Le tableau 1, « évaluation du degré de propos haineux et d'incitation à la violence », propose un cadre d'évaluation des propos négationnistes. Ce cadre recense un éventail d'intentions et d'incitations liées au comportement, qui sont intrinsèquement déduites des propos haineux et violents, lesquels incluent bien entendu le négationnisme sous toutes ses formes. Les « simples » expressions de préjugés et de propos fanatiques sont identifiées en tant que telles - aversion, intolérance et préjugés à l'égard d'un autre groupe. La négation de faits historiques liés à un génocide - y compris par la distorsion flagrante de la réalité - est désignée pour ce qu'elle est : elle s'étale sur une échelle allant de l'ignorance et de l'indifférence aux faits - ce qui recouvre ce que j'ai appelé ailleurs le « négationnisme innocent » - jusqu'à la manipulation éhontée de preuves historiques solidement établies - à la manière de David Irving par exemple, ou encore des accusations turques lancées contre les Arméniens, soi-disant génocidaires des Turcs - en passant par la relativisation ou la minimisation de la portée et de la signification des destructions infligées. À l'échelon le plus haut, l'incitation directe à la violence n'est cependant pas encore retenue, même si les négationnistes sont déjà bien engagés sur cette voie. Même les revendications de supériorité par rapport à un autre qui serait inférieur rentrent dans la case du fanatisme ainsi que de l'humiliation de l'autre, mais pas nécessairement dans celle de l'incitation à la violence.
Ces catégories d'analyse doivent s'appliquer aux propos des prêcheurs de haine, aux négationnistes et d'une certaine façon, déjà, aux actes violents. Dans la mesure où la culture judiciaire américaine tend à autoriser ce type de fanatisme ainsi que l'approbation et le début d'incitation à la violence, ces attitudes ne pourront pas faire l'objet de lois. Mais dans un système judiciaire où des propos de ce type sont vus comme les fondations du fanatisme et de l'incitation à la violence, ils tombent déjà sous le coup de la loi. Cependant, les peines associées seront moins lourdes que celles appliquées à l'incitation pure et simple, que nous allons maintenant aborder.

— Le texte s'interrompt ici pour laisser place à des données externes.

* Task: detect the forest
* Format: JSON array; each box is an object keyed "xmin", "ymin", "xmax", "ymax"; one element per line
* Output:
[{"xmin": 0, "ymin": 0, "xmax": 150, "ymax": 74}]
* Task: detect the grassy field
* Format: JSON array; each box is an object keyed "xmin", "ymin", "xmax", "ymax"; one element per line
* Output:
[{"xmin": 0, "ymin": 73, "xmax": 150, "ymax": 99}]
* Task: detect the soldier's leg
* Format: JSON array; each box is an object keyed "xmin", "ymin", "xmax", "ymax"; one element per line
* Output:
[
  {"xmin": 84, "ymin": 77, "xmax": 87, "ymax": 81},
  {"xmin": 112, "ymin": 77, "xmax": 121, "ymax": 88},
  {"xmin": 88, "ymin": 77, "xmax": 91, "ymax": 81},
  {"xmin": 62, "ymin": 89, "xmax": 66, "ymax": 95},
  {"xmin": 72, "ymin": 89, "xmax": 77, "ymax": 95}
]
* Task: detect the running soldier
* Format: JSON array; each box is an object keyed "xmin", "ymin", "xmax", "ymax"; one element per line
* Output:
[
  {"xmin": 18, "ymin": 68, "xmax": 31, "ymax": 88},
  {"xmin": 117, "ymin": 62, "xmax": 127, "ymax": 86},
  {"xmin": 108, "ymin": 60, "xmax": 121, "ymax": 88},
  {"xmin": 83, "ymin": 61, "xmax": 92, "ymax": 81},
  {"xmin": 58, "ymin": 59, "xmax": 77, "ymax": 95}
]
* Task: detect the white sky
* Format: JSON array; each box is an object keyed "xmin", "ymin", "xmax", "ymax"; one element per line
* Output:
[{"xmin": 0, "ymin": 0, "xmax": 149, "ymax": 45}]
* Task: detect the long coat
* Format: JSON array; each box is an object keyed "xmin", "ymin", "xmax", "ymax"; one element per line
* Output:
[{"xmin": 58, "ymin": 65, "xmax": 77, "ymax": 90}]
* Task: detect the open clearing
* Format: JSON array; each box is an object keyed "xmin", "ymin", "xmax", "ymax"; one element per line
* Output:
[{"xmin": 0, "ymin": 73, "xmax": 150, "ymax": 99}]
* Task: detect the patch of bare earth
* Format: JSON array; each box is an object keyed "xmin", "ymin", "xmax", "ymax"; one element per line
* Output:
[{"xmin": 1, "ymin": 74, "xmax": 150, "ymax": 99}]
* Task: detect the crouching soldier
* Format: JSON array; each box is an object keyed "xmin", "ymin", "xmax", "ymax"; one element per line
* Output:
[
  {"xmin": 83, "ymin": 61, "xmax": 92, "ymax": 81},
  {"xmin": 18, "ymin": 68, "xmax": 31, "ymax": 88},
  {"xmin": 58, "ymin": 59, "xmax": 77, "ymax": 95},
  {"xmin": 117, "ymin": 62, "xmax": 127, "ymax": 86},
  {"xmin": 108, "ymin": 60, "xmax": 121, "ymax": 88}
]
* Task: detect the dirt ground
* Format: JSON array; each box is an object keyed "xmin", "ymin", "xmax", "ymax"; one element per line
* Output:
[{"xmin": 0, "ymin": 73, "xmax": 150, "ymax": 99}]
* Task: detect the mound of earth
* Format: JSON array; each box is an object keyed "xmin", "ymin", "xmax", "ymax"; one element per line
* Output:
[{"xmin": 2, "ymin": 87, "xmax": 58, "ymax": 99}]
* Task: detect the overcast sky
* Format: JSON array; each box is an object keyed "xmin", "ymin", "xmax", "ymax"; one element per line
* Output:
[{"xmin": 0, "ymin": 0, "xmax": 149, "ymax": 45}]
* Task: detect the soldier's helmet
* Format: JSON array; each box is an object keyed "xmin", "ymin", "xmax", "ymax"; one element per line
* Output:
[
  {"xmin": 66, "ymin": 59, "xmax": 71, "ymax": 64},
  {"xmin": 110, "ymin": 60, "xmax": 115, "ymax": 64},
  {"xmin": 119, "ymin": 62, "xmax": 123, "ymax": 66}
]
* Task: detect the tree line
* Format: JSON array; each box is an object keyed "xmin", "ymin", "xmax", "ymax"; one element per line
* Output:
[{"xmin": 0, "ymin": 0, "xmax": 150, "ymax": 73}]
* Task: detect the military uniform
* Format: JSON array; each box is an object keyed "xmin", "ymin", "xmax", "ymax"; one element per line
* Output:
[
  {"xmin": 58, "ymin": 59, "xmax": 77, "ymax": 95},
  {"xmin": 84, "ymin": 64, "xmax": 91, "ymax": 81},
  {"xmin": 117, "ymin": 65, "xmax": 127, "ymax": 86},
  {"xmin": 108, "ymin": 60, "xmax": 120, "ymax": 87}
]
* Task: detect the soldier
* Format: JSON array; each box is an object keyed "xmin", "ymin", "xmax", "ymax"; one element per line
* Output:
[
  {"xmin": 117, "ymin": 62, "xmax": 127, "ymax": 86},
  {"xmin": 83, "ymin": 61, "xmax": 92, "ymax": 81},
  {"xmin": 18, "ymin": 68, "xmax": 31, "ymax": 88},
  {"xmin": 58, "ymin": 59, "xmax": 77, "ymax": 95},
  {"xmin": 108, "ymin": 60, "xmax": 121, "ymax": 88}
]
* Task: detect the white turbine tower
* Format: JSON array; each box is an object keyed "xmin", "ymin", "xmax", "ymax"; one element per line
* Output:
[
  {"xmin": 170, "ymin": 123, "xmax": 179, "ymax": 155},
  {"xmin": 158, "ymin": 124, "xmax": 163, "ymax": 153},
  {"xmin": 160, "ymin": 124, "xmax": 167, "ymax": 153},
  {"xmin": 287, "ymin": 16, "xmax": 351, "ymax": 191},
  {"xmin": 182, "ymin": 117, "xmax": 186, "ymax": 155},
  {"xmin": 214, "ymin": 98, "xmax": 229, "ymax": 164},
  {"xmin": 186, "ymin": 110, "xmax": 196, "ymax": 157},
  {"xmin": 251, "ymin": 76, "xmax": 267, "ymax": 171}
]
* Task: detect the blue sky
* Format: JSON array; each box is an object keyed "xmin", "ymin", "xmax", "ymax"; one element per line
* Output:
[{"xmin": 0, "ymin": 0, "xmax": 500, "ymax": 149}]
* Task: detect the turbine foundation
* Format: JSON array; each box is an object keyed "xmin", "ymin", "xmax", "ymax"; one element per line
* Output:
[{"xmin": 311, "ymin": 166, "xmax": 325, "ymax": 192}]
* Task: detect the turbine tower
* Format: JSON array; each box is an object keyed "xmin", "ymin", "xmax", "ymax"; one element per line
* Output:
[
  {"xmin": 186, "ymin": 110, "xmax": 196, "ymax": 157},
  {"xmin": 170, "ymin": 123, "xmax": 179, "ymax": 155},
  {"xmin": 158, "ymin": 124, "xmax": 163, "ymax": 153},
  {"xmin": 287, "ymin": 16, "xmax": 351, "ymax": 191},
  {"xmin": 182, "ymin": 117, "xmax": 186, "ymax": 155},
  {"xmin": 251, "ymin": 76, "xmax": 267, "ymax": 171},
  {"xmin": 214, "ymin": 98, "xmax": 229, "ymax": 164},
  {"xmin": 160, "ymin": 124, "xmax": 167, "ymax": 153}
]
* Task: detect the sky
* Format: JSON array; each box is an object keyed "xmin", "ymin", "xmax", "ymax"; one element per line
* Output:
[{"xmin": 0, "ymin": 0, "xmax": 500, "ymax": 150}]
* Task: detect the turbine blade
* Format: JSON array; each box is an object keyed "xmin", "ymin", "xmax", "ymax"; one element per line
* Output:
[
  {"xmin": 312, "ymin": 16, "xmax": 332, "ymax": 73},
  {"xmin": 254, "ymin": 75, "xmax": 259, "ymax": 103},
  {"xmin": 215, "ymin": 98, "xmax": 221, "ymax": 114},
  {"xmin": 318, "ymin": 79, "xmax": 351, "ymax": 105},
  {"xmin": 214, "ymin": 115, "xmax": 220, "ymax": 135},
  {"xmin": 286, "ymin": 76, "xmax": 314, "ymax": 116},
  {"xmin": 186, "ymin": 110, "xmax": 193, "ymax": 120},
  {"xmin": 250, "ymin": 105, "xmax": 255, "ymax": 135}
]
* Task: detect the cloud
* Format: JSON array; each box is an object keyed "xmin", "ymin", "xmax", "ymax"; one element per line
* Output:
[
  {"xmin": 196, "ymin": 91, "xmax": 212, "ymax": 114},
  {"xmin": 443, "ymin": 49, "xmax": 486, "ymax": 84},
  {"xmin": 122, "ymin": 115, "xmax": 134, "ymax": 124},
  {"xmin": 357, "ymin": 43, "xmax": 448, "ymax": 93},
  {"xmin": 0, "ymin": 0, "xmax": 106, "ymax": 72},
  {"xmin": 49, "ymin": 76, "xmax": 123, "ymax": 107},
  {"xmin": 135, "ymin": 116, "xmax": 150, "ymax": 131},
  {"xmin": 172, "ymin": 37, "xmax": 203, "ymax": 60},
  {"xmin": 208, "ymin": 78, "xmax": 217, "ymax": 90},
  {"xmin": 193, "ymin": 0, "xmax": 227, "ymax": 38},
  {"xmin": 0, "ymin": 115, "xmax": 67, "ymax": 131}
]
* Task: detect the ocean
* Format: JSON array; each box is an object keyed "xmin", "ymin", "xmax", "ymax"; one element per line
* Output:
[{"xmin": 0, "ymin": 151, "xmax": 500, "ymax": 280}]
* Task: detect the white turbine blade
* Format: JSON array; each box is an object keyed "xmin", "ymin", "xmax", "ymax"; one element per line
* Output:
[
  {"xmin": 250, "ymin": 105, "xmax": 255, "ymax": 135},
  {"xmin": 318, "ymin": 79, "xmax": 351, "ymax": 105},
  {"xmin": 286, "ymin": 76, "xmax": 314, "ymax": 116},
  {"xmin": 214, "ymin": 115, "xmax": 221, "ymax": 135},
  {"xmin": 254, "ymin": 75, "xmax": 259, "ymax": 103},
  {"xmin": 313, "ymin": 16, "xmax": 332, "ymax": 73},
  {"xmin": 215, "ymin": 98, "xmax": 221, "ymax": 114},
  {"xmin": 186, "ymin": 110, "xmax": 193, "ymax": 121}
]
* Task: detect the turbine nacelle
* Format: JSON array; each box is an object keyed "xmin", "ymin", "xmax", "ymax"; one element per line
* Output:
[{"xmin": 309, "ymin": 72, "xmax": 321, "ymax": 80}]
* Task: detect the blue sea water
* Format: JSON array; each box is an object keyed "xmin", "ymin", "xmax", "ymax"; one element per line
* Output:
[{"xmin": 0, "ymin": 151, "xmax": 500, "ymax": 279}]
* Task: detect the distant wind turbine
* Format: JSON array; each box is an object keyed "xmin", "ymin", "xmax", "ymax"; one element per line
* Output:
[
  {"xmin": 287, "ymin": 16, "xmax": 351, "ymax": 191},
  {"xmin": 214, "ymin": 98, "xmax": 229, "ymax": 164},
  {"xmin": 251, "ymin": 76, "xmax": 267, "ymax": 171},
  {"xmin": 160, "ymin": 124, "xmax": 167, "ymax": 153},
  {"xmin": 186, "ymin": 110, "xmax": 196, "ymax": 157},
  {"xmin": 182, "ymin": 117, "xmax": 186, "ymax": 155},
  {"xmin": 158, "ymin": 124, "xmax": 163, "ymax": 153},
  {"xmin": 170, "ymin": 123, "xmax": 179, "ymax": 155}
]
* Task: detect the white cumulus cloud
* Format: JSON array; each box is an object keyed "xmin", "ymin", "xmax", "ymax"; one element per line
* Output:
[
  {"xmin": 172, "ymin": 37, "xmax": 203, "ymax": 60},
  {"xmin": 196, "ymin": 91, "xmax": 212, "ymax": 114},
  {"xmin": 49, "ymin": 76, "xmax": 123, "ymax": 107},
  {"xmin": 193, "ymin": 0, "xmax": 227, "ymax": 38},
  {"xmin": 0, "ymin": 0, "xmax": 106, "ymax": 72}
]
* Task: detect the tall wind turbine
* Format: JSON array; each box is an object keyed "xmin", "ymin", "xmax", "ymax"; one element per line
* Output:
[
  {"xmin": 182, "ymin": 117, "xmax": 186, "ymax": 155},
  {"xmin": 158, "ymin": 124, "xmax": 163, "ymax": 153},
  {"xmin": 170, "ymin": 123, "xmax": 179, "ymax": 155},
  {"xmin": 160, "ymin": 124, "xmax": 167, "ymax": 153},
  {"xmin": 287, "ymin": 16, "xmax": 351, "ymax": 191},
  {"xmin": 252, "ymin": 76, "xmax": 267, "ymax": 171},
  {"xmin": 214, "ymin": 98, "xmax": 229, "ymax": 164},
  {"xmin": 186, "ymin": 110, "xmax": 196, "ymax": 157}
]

Le cadre d'analyse du contenu passe ensuite à des catégories de déshumanisation explicite - la rupture totale d'égalité d'un groupe cible au sein de l'espèce humaine, visant à le reléguer dans les infâmes et bien souvent pathogènes bas-fonds de la sous-humanité -, et donc à un retrait de la protection que toute société humaine accorde normalement aux autres êtres humains.
Au degré suivant, le cadre d'analyse distingue l'affectation de caractéristiques diaboliques et dangereuses à l'autre. Ce type de propos permet de justifier une attitude d'auto-défense : « Ils sont si puissants et si proches de détruire les États-Unis, nous avons le droit de les attaquer de matière préemptive - et cruelle, et totale. »
Ce type d'attributions vient très souvent s'ajouter à la déshumanisation de ces mêmes autres. Ainsi, malgré l'évidente contradiction avec sa prétendue infériorité, cet autre est montré si dangereux qu'il doit être immédiatement et implacablement détruit. Dans le travail que nous avons mené avec Chanan Rapaport pour développer un système de détection précoce des génocides (le Genocide Early Warning System, GEWS (13)), cette combinaison de la déshumanisation et de la diabolisation de l'autre s'est révélée être l'indicateur précoce le plus fréquent et le plus puissant.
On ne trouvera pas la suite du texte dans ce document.